Monday 30 April 2012

My Work in Print: 1987

Previously: 1985

DISZ80 - a Z80 Disassembler

Delighted today, to receive a comment from Geoff Wearmouth on that previous Personal Computer World: Sub Set article. Geoff it was, who first typed my 1094-byte Z80 disassembler DISZ80 into a Sinclair Spectrum some quarter century ago. His site http://www.wearmouth.demon.co.uk/ gathers Sinclair ZX Spectrum ROMs, as well as emulation tools for the related ZX80, ZX81, and the eternally awe-inducing Jupiter Cantab Ace.

Geoff's own Spectrum Globeplotter, featured in The Register Hardware's Basic Instinct last week, and itself more than a quarter century old, proves us to be PCW stablemates. Whilst presented as a BASIC listing, this spinning-sphere-transpoising, sinusoidal-Mercator-projecting screen plotter actually employs untold amounts of custom crafted machine code.

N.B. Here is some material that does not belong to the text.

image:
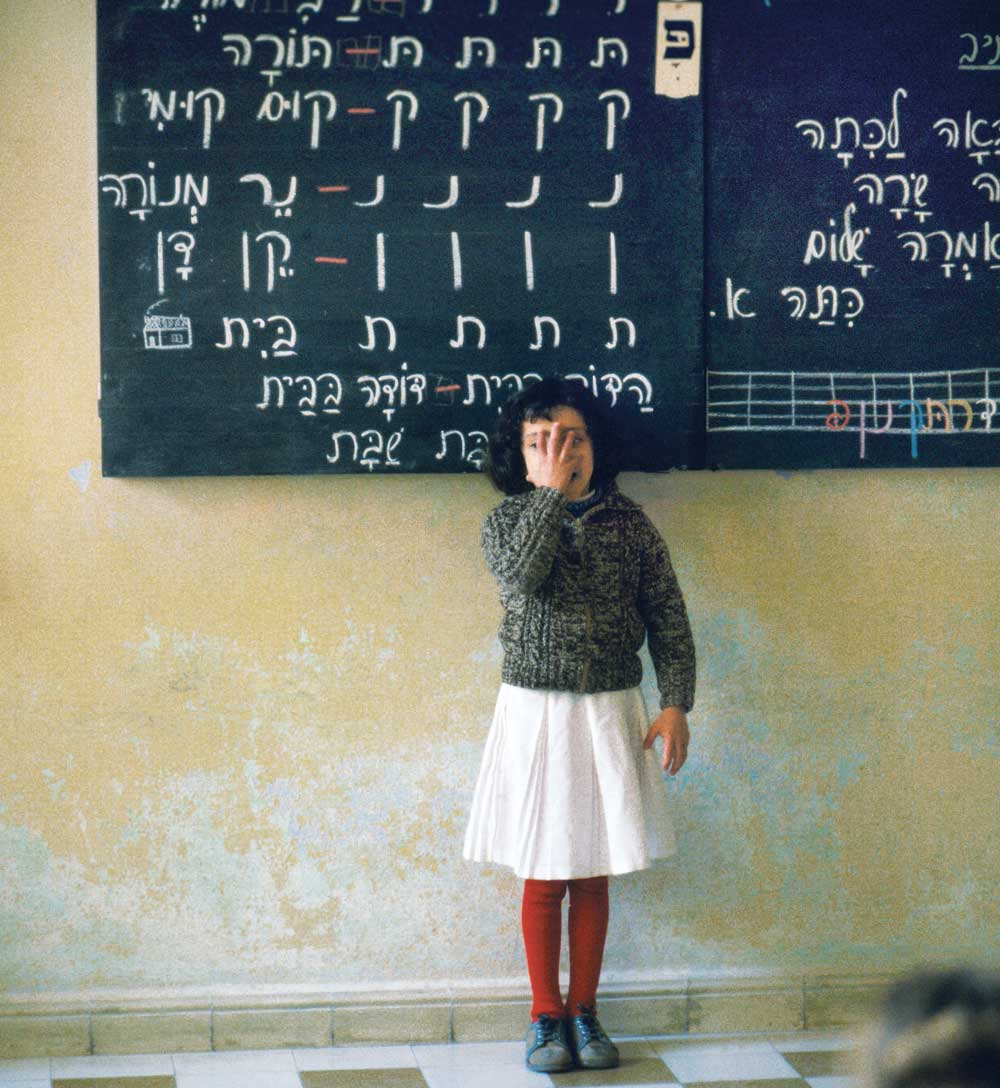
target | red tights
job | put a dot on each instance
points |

Some ten years ago, Geoff made appeals in comp.sys.sinclair for any further information about PCW back issues. And just today, Stephen Parry-Thomas of http://jupiter-ace.co.uk/ has replied, with full scans of Sub Set from February-May 1987. At last, the extensive line comments can be restored to my crusty old utility!

February 1987

Click to big. In "Z80 Radix Conversion" David Barrow starts off with CONVHL, which is used at various points within the main disassembler to convert 16-bit integers to various bases (binary, octal, decimal, hex) for readable output. He remarks upon the "quite ingenious" optimised method used to convert raw digits to ASCII.

I remember being quite happy with the way David had split out the various modular components of the program. Publishing these in multiple datasheets over several months resulted in a steady stream of payments, giving a pleasant illusion of gainfully paid employment!

March 1987

March saw the publication of routine XTRACT, designed to read and print strings from a table. As David correctly notes, this too is pathologically storage space optimised, for both code and data table size.

April 1987

The I/O fest continued in April with a set of five connected utilities dealing with the output of hex data and addresses. This is the point at which David, having correctly diagnosed my space optimisation compulsion, shows where I could have saved one program byte, two stack bytes and 14 clock cycles. Though 25 years later I've still to validate the assertion, respect for David's manifest expertise compels me to believe it, albeit truculently.

May 1987

The May edition was given over to just the two remaining big routines, spread across five new datasheets / appendices, and completing the 1094-byte Z80 disassembler.

So, once again: hooge thanks to the guys, Geoff Wearmouth and Stephen Parry-Thomas, who got these page scans to me - I do hope you'll both understand and forgive the indecent haste with which I've posted them here.

Try It Out!

Finally, Geoff's just been in touch again to tell me that DISZ80 is actually live online, and has been for years, embedded in his ZX Spectrum Emulator. How cool is that? Click here to run it. I just tried it out using Internet Explorer 8, 64-bit (!) version. Click the "screen" then press Enter for instructions. The Disassembler itself can be disassembled (!!) by typing the address $5100 then pressing Enter. The code you see starting at that address is actually the DISZ80 entry point, as illustrated in the first of the May 1987 pages above. Mind = Blown!

1 comment:

  1. Respect. Nibbles, clock cycles, jump tables. This was when programming was HARD - I remember POKEing my Spectrum to cheat at games but had no idea what I was doing.